Non seppe come ma si ritrovò nel giardino dell'anziana signora a sputare parole di veleno su Claudio e Martina mentre aspettava che Giulio andasse a prenderlo, senza spiegarle nulla e raccontando frammenti di eventi senza un filo logico tra di loro, e la signora lo ascoltò accarezzandogli di tanto in tanto una mano senza proferir parola, che Mario aveva bisogno di liberarsi e lei lo aveva capito.

Prima di andarsene si scusò e le promise che sarebbe tornato a trovarla in un giorno migliore, e Giulio la ringraziò per essersi presa cura del suo amico.

"Cosa ci facevi nei paraggi di casa di Claudio?", lo fermò sull'uscio di casa loro una volta rientrati.

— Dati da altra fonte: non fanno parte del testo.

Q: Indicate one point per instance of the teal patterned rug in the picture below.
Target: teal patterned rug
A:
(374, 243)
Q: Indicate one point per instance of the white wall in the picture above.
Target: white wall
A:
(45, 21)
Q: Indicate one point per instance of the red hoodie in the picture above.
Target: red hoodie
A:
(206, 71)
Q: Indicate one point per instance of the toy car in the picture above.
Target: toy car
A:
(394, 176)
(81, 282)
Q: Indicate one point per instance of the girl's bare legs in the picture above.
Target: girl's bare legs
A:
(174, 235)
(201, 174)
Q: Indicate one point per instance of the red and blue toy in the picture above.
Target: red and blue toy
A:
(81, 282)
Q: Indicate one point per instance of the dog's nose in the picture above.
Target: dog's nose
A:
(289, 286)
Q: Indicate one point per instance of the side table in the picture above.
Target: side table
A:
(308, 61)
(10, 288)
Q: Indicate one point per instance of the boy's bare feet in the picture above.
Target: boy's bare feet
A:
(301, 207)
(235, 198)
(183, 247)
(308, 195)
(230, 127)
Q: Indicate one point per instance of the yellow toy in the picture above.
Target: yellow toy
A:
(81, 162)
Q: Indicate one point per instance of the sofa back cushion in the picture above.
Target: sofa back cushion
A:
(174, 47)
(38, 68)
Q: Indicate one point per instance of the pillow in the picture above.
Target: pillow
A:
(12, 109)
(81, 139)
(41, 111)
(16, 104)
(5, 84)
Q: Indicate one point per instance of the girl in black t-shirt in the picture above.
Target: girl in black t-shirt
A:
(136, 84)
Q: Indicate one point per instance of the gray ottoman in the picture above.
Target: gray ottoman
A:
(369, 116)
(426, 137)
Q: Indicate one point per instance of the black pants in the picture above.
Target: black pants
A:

"Mi facevo prendere per il culo un'altra volta", rise.

"In che senso?".

"Nel senso che mi ha chiamato la babysitter di Pietro dicendo di aver bisogno di me e che Claudio non c'era, invece indovina com'è andata?", rise di nuovo, in un modo così cinico che a Giulio quasi spaventò.

"Claudio era lì?".

"Wow, bingo!", aprì il frigorifero, Giulio al suo seguito, in cerca di qualcosa che non sapeva nemmeno lui cosa fosse.
Lo richiuse con un tonfo qualche istante dopo, sbuffò, nel viso un cipiglio grave e i lineamenti duri, poi si appoggiò sullo stesso sbattendo la testa all'indietro.